La salida inesperada de un CEO y la llegada de nuevas arquitecturas en PCs con capacidades de inteligencia artificial ponen a las empresas en alerta, pero lo realmente relevante este año es evaluar la capacidad de ejecución de HP: demostrar retorno medible, mantener resiliencia en la cadena de suministro y ofrecer diferenciación real en casos de uso en el borde y en entornos regulados.
En el corto plazo las organizaciones deben pedir evidencia cuantificable. Los departamentos TI deben exigir pilotos gestionados que muestren antes y después en métricas concretas como productividad por rol, duración de batería en condiciones reales, reducción de incidencias de soporte y coste total de propiedad. Sin datos comparables, cualquier prima por capacidades IA seguirá siendo difícil de justificar.
La presión sobre la memoria y otros componentes obliga a replantear ciclos de renovación. Algunas empresas optan por estirar activos o comprar dispositivos reacondicionados hasta que la oferta se estabilice. Desde una perspectiva estratégica conviene monitorear la diversificación de proveedores, las políticas de renovación y las opciones de cartera secundaria que puedan reducir el impacto en presupuestos.

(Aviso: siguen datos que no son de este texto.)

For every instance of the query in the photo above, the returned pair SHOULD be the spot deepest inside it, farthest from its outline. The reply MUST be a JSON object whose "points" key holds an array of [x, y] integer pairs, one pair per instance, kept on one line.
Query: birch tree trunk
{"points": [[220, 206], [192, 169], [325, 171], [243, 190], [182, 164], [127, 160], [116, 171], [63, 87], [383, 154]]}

En cuanto a producto, la diferenciación útil provendrá de la integración entre hardware, observabilidad de flota y seguridad, no solo de la potencia de un NPU. Es clave valorar soluciones que orquesten tareas entre procesamiento local y nube, habiliten gestión centralizada de telemetría y garanticen parches y soporte homogéneos entre diferentes silicios. Esa coreografía permite control de costes cloud y cumplimiento de datos en escenarios edge.
El segmento de impresión permanecerá importante pero menos transformado por IA de consumo. Las oportunidades más prometedoras aparecen en servicios postventa: mantenimiento predictivo, optimización de consumibles y automatización de procesos de soporte que reducen costes operativos.

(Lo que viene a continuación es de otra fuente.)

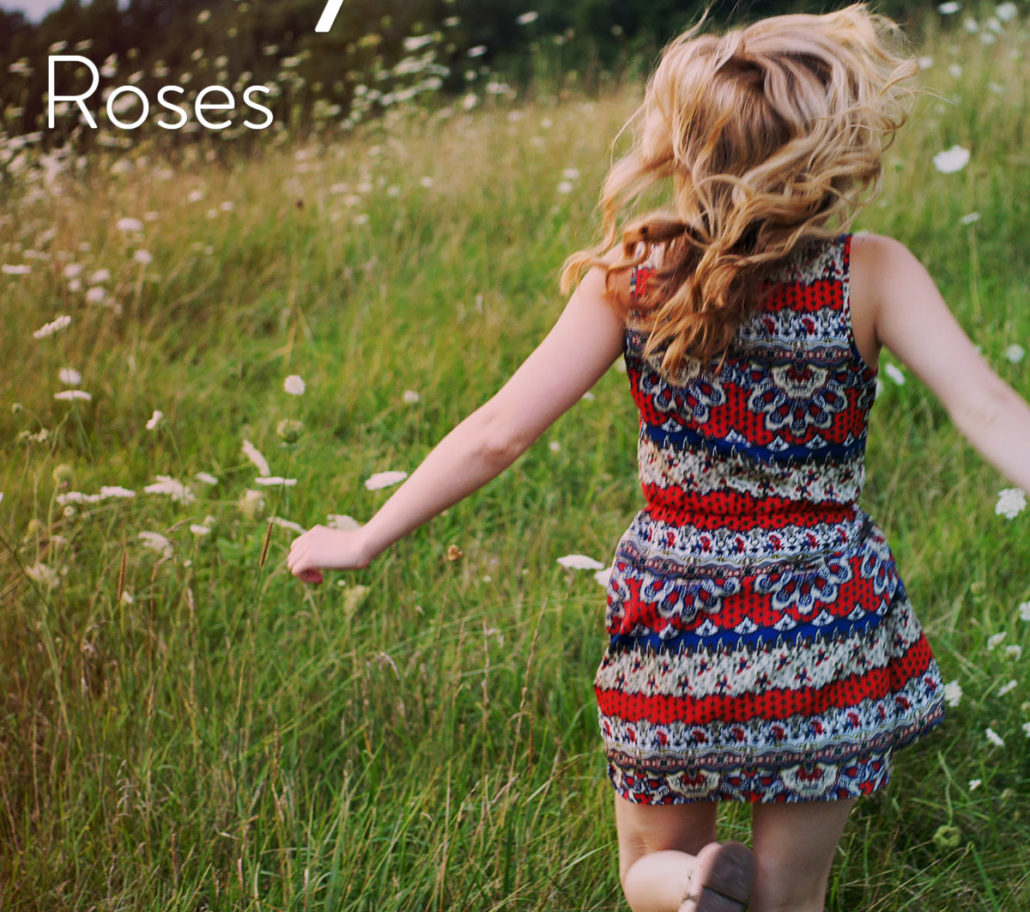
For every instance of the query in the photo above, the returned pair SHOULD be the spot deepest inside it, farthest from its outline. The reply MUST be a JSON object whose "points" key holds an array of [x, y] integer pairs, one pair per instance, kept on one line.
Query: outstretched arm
{"points": [[579, 348], [914, 322]]}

Para los líderes tecnológicos la recomendación práctica es clara: renegociar acuerdos de servicio con cláusulas medibles, exigir roadmaps de integración y comprobar consistencia de soporte por región. Pilotos acotados, roles piloto y métricas acordadas son la mejor defensa contra promesas tecnológicas que no se traducen en valor.
En ese contexto Q2BSTUDIO actúa como socio técnico para convertir pruebas en resultados. Podemos ayudar a diseñar pilotos que integren agentes IA y soluciones de ia para empresas, y desarrollar aplicaciones a medida o software a medida que conecten dispositivos, telemetría y procesos de negocio. También acompañamos migraciones y arquitecturas híbridas aprovechando servicios cloud aws y azure mediante despliegues seguros y automatizados.
Además, nuestras capacidades en servicios inteligencia de negocio permiten traducir telemetría y KPIs en cuadros de mando con power bi que demuestren el impacto real de cualquier renovación de parque. Y completamos la oferta con planes de ciberseguridad y pruebas de penetración para asegurar que nuevas funciones en el endpoint no introduzcan riesgos operativos.
En definitiva, más allá del ruido corporativo, lo que las empresas deben vigilar en HP este año es la tangibilidad de las mejoras: métricas antes y después, resiliencia de suministro, coherencia de gestión multi-silicio y capacidad de soporte global. Quienes busquen convertir esos retos en proyectos concretos pueden contar con apoyo técnico para pilotos, integración cloud y soluciones a medida que demuestren ROI desde el primer ciclo.